Noise-to-signal ratio of single-trajectory spectral densities in centered Gaussian processes

TL;DR

This paper analyzes the statistical fluctuations of single-trajectory spectral densities in Gaussian processes, revealing that their variability often exceeds the mean, which challenges the reliability of average-based descriptions.

Contribution

It derives the full probability density function and bounds for the noise-to-signal ratio of spectral densities in Gaussian processes, highlighting the limitations of mean-based analysis.

Findings

Fluctuations of spectral densities often surpass their mean values.

The full probability distribution of spectral densities is obtained.

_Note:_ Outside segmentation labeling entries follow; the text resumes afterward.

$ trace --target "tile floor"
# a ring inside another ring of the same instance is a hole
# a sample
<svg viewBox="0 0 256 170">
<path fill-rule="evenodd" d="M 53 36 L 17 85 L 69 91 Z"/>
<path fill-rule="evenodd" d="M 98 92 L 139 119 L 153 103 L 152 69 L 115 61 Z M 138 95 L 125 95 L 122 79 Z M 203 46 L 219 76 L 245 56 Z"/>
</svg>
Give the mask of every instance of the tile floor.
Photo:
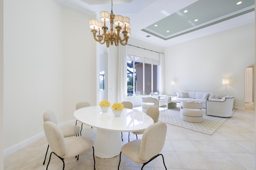
<svg viewBox="0 0 256 170">
<path fill-rule="evenodd" d="M 165 144 L 162 153 L 168 170 L 255 170 L 254 108 L 246 104 L 245 110 L 237 110 L 212 135 L 167 124 Z M 85 127 L 85 126 L 84 126 Z M 94 140 L 96 129 L 88 126 L 82 135 Z M 128 142 L 128 133 L 123 133 L 123 143 Z M 138 135 L 139 138 L 141 135 Z M 136 139 L 132 135 L 132 140 Z M 46 170 L 42 162 L 47 147 L 45 137 L 4 158 L 4 170 Z M 49 152 L 48 152 L 49 153 Z M 140 170 L 122 154 L 120 170 Z M 95 157 L 96 170 L 117 170 L 119 157 L 101 159 Z M 93 170 L 92 150 L 79 156 L 64 160 L 65 169 Z M 48 169 L 62 170 L 62 163 L 52 155 Z M 146 165 L 145 170 L 164 170 L 160 156 Z"/>
</svg>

Average spectral density may not accurately represent typical behavior.

Abstract

We discuss the statistical properties of a single-trajectory power spectral density $S(\omega,\mathcal{T})$ of an arbitrary real-valued centered Gaussian process $X(t)$, where $\omega$ is the angular frequency and $\mathcal{T}$ the observation time. We derive a double-sided inequality for its noise-to-signal ratio and obtain the full probability density function of $S(\omega,\mathcal{T})$. Our findings imply that the fluctuations of $S(\omega,\mathcal{T})$ exceed its average value $\mu(\omega,\mathcal{T})$. This implies that using $\mu(\omega,\mathcal{T})$ to describe the behavior of these processes can be problematic. We finally evaluate the typical behavior of $S(\omega,\mathcal{T})$ and find that it deviates markedly from the average $\mu(\omega,\mathcal{T})$ in most cases.